Cela m'a fait une impression que je n'oublierai jamais; je ne m'attendais pas à ce brusque dénouement, ni mon mari non plus. Quand il est rentré, et qu'il a vu sa pauvre petite fille morte, il s'est mis à sangloter en s'écriant: « Ma petite Hélène! ma petite Hélène ! » Puis nous l'avons offerte ensemble au bon Dieu.

Et maintenant, il me reste le remords cuisant de lui avoir donné à manger. Mon cher frère, crois‑tu que c'est cela qui l'a fait mourir ? Je t'en supplie, dis‑le moi, comme tu le penses et, pourtant, j'étais bien embarrassée, j'avais peur qu'elle ne s'affaiblisse trop.

I1 y a aujourd'hui quinze jours, le père de la bonne est venu chez nous. I1 y avait trois jours que la petite était souf­frante; il dit à sa fille : « Tu ne la soigneras pas longtemps, c'est une enfant qui se meurt de langueur. » I1 avait raison, et moi je n'en voyais rien ! Je lui donnais quelquefois, pour la soutenir, des rôties au vin, elle aimait tant cela, peut‑être que ce lui était contraire, je me reproche tout.

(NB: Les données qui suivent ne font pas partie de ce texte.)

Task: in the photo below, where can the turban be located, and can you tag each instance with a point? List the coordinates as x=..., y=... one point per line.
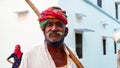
x=51, y=13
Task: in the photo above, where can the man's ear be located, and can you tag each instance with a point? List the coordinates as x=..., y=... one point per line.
x=66, y=31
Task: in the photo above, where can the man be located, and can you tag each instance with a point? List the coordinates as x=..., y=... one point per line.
x=17, y=56
x=118, y=59
x=53, y=53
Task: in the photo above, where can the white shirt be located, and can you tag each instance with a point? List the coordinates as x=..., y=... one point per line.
x=39, y=57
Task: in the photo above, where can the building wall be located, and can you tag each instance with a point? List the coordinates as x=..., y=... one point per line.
x=24, y=29
x=93, y=19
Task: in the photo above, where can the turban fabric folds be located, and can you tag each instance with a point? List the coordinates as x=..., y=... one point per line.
x=51, y=13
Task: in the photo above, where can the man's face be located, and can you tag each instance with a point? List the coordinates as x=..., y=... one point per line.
x=55, y=30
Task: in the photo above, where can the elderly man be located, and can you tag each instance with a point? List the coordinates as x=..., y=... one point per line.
x=53, y=53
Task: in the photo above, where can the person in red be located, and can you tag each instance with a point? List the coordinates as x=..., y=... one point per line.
x=17, y=55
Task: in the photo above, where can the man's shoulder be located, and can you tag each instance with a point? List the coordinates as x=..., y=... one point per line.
x=34, y=49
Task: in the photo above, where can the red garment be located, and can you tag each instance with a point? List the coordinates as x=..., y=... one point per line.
x=18, y=51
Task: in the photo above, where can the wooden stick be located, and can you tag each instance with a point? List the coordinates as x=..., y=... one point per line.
x=33, y=7
x=73, y=57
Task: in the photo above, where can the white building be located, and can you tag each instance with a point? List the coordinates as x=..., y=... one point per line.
x=91, y=26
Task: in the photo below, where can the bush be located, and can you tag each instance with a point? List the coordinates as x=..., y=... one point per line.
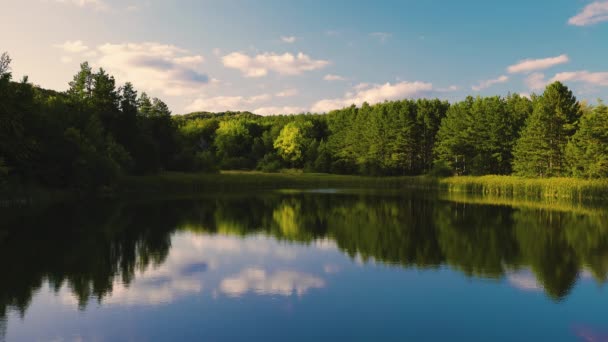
x=441, y=170
x=269, y=163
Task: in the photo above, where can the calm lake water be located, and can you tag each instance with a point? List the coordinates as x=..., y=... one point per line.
x=302, y=266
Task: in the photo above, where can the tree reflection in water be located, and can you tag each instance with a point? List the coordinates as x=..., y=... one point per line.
x=92, y=247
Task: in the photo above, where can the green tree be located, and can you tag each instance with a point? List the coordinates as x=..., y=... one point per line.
x=540, y=151
x=292, y=142
x=587, y=151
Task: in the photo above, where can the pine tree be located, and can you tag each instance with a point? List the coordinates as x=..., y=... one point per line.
x=540, y=151
x=587, y=151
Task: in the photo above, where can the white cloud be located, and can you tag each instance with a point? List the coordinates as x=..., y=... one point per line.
x=374, y=93
x=283, y=283
x=75, y=46
x=488, y=83
x=382, y=36
x=99, y=5
x=227, y=103
x=583, y=76
x=287, y=93
x=332, y=77
x=261, y=64
x=528, y=65
x=448, y=89
x=66, y=59
x=273, y=110
x=536, y=81
x=593, y=13
x=288, y=39
x=151, y=67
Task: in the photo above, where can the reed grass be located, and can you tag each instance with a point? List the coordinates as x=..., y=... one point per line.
x=532, y=188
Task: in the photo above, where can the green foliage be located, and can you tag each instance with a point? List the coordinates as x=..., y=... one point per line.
x=94, y=133
x=292, y=142
x=84, y=138
x=540, y=152
x=587, y=151
x=477, y=135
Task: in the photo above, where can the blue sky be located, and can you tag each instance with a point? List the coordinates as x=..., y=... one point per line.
x=292, y=56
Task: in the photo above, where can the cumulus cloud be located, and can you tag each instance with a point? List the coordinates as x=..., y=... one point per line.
x=332, y=77
x=287, y=93
x=583, y=76
x=536, y=81
x=528, y=65
x=75, y=46
x=593, y=13
x=382, y=36
x=488, y=83
x=99, y=5
x=66, y=59
x=374, y=93
x=152, y=67
x=273, y=110
x=227, y=103
x=259, y=65
x=288, y=39
x=283, y=283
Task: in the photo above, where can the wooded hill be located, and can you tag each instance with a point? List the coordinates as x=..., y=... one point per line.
x=96, y=131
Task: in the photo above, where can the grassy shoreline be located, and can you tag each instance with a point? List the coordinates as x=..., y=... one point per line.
x=528, y=188
x=495, y=186
x=171, y=183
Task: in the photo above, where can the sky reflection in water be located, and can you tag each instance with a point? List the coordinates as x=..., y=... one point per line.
x=303, y=266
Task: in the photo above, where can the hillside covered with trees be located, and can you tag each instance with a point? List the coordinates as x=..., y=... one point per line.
x=96, y=131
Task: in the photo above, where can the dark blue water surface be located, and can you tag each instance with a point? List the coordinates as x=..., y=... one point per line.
x=302, y=266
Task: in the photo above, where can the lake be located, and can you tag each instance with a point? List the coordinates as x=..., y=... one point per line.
x=304, y=265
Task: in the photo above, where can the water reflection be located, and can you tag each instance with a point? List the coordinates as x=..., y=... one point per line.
x=157, y=252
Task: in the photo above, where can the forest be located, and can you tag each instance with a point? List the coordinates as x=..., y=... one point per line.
x=98, y=131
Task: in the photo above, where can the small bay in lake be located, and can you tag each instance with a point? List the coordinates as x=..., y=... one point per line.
x=304, y=265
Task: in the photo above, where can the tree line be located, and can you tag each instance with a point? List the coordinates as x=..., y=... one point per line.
x=96, y=131
x=481, y=241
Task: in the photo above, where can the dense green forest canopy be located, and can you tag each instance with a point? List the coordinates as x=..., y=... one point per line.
x=97, y=131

Avant l'enterrement, j'ai passé la nuit prés de cette pauvre chérie, elle était encore plus belle morte que vivante. C'est moi qui l'ai habillée et mise dans le cercueil; j'ai cru que j'allais en mourir, mais je ne voulais pas que les autres la touchent. L'église était pleine de monde à son inhumation Sa tombe est à côté de celle de son bon‑papa.

Je suis bien triste, écrivez‑moi si vous le pouvez, pour me consoler.